Der Zwischenraum

Mit der S.E.A. Shibukawa Eder Architects ZT GmbH wurde im Jahr 2007 in Wien ein Architekturbüro gegründet, das sich ­gestalterisch zwischen den Kulturen Ostasiens und ­Europas bewegt und diese Beziehung in privaten ­Wohnräumen bis hin zu grossvolumigen städtebaulichen Arbeiten ­manifestiert. Misa Shibukawa und Raphael Eder stellen stets ­gleichberechtigte Beziehungen zwischen grossen und kleinen Räumen, dem Innen- und dem Aussenraum her – sie arbeiten mit dem japanischen ästhetischen Konzept „Ma“.

Erst kürzlich wurde das Architektenduo Misa Shibukawa und Raphael Eder eingeladen, einen Vortrag über die Charakteristika ihrer Arbeiten vor Fach­publikum zu halten – da komme man schon ins Grübeln, sagt Shibukawa, mit ihrem Kinn auf ihrer Hand abgestützt, „weil wir bis dahin eigentlich immer nur nach vorne, in die Zukunft geblickt haben, aber nur selten zurück“. Auch seien die realisierten wie auch die nicht realisierten Projekte recht unterschiedlich gewesen, sagt sie.

Ihre Antwort auf diese Fragestellung kommt aber ebenso schnell wie pointiert und beschreibt den für das interkulturelle Paar recht typischen Stil, der Momente der traditionellen japanischen Bauart mit jenen der westlichen Architektur verbindet: Das „Ma“ sei es, sagt Shibukawa, „das sich wie ein roter Faden durch unsere Arbeiten zieht“. „Es war – rückblickend betrachtet – gar keine bewusste Entscheidung; vielmehr ein gemein­sames Verständnis darüber, dass uns die Raum­beziehungen am meisten interessieren“, ergänzt Raphael Eder. Wie sich die einzelnen Räume sowie das Innen und das Aussen beeinflussen, eröffnet Möglichkeiten, ja neue Bedeutungen für die Räume dazwischen; das, was in Japan als „Ma“ bezeichnet wird.

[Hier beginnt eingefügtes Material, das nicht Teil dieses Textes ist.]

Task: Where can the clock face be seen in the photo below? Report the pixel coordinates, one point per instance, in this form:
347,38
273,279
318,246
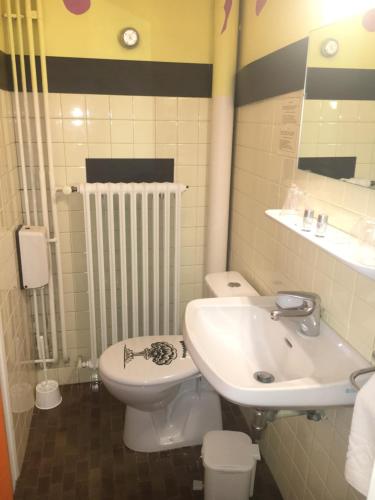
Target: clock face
129,37
329,47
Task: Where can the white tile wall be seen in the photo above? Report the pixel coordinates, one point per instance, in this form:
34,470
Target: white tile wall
128,127
307,459
15,319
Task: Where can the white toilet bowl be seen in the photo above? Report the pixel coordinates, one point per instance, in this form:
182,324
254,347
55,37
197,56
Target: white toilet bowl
169,403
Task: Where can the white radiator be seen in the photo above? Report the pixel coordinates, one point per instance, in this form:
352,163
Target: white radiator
133,260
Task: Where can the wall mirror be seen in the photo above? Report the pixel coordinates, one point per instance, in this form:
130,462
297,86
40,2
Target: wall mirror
338,121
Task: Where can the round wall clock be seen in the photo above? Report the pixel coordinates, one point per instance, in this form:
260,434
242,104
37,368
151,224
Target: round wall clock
129,38
329,47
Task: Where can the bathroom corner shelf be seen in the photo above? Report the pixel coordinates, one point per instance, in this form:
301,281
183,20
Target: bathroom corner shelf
341,245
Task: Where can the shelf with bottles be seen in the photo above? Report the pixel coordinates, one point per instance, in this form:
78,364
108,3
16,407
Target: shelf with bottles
357,252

Das „Ma“ als Konzept gilt im Geburtsland von Misa Shibukawa als Grundlage für Ästhetik, für Musik, für Kunst und Architektur sowie für die Philosophie. „Es beschreibt die Stille zwischen zwei Klängen, den Moment des Schweigens im Dialog zweier Schauspieler oder auch die Pause am Ende eines Musikstücks, bevor das Publikum zum Applaus anhebt“, erklärt Raphael Eder. Das „Ma“ hebt die Spannung und gibt den Werken Tiefe. Und tatsächlich stehen in zahlreichen Arbeiten der beiden Architekten Gegebenheiten wie vernach­lässigte Innenhöfe, die zu zusätzlich nutzbaren und vor allem die Menschen verbindenden Räumen umgestaltet wurden, im Zentrum. Es gehe ihnen, so Shibukawa und Eder, viel um das Einbeziehen des Aussenbereichs in den Innenraum und das Öffnen der Innenräume hin zu den Bauten in der Nachbarschaft; es gehe um das Erschaffen von Plätzen für Kommunikation und Interaktion, wo vorher keine waren.

Eder drückt sich in die Stuhllehne und greift nach einem Keks in einem kleinen, von seiner Frau getöpferten Keramikgefäss auf dem Tisch. Das Töpfern sei ein Hobby, wirft sie kurz ein; über einen längeren Zeitraum sei sie nach der Büroarbeit in ein Keramikstudio gegangen, um es zu erlernen, so Shibukawa.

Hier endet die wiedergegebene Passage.